La lecture de Porte du Soleil achevée, monte en soi un sentiment d’étonnement. Comment un poète à ce point lucide, a-t-il pu sombrer dans la spirale mortifère dont son livre est l’anamnèse ? Mais, se contractant sur lui-même comme un cœur blessé, le livre lu, buisson d’épines et de blessures, soudain se consume entre nos mains et transcende l’angoisse pour atteindre la quiétude de la citation finale. Manon l’emprunte à Virgile (Énéide, I-462) : Le monde connaît les larmes et le sort des mortels touche le cœur. Il peut alors congédier Dante, Augustin, Matthieu, Marc et l’inattendu William Carlos Williams, compagnons de consolation comme ne le furent pas les aïeux introuvables sinon dans la fiction du poète, orphelin historique acquiesçant à sa solitude. « Les morts sont insensibles aux récits / ils n’ont pas besoin d’être apaisés / où ils sont plus rien ne les concerne ».

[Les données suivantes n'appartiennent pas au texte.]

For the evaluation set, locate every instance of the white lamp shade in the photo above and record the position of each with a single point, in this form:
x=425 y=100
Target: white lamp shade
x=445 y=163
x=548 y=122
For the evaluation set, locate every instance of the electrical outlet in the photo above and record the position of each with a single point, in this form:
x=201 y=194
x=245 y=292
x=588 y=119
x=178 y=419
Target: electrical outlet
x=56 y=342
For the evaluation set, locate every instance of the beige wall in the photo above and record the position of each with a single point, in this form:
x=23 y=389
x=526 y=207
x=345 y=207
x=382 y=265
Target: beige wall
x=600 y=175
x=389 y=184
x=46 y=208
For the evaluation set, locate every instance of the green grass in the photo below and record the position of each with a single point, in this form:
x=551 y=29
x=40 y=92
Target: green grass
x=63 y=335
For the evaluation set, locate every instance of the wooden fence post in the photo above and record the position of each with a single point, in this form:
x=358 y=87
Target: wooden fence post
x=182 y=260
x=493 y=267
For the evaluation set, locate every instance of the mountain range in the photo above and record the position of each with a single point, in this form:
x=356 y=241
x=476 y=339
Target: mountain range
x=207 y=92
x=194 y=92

« en vérité je vous le dis ». Manon, en mimant la parole de Jean (6-47), a tenté puis renoncé à s’incorporer dans ce grand Autre fascinant qu’est le spectre de la parole christique. Or, au terme du parcours, la formule s’enrichit d’un tout cela, « en vérité, tout cela, je vous le dis », antécédent des « vapeurs, mirages et songes fugitifs » dont un livre précédent, Pâture de vent4, s’inspirant de l’Ecclésiaste, vibrait d’une même tonalité de dépassement. Alors les derniers vers peuvent ainsi s’écrire « J’ai une vie, j’existe, je suis vivant, / j’aimerais désormais, […] « séjourner sans infamie ni louange / et toute crainte vaincue / dans une paix sans orage », sur le mode d’un ite missa est devenu Allez, le livre s’ouvre.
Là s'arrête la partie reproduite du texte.